People want to make the most out of their lives. Duh.
What I find fascinating is the underlying assumption that, in order to make the most out of our lives, we must attempt daring and bold feats of power and passion.
Here's the point: What if that isn't true? What if "making the most out of our lives" isn't about amassing more experiences which glorify the body and fan the flame of ego and self-satisfaction?
What if our spirit, our consciousness, our soul is immortal, invulnerable and eternal, and that our only purpose for being here is to understand that we are all One, we are all connected, that we must "love ye one another," that there is nothing else to do, nothing else to amass, nothing else to accomplish? If that's the case, are we really making the best use of our remaining time here by doing more rather than being more?

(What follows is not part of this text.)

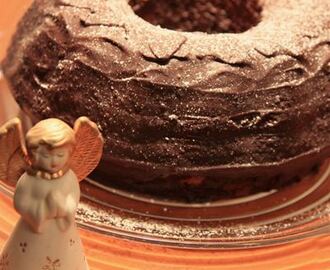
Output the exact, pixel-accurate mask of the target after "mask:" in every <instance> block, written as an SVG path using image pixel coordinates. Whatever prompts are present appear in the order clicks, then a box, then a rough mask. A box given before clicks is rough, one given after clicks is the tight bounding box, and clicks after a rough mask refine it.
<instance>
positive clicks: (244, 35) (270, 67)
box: [2, 0, 330, 200]
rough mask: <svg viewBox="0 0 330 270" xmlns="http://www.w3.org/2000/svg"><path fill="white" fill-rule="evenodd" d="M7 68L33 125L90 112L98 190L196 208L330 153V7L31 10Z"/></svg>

I suggest that for every bucket list entry we make of something physical we wish to accomplish, we also include one entry of something spiritual we wish to achieve. So now the question becomes, "What might we put on that list?"
We might choose to engage in behaviors that could awaken us to truths that have been hidden from our consciousness by our drive for material and physical mastery and control. Perhaps:
* A six month program of daily meditation and/or yoga.
* A six month program of abstinence from alcohol and drugs.
* A six month program of vegetarianism or veganism.
* A six month program of reading spiritual, consciousness-raising materials.
We might choose to engage in behaviors that unite us rather than divide us by finding:
* Ways to see the good in people despite the negative things they've done.
* Ways to forgive people we've refused to forgive.
* Ways to repair a relationship that has been damaged or broken.
Perhaps it would behoove us to put on the list:
* Ways to be more of a role model of right action.
* Ways to be more of an achiever of good works that promote communication, compassion, peace, cooperation, prosperity and well-being for all.
* Ways to be more of service to others by giving our money, time and energy to the causes and needs of others without any regard for acknowledgment, thanks, compensation or consideration of any kind.
Perhaps each of us, as we compile our bucket list prior to heading off to that Great Big Google in the Sky, should remind ourselves of what Horace Mann once said: "Be ashamed to die until you have won some victory for humanity."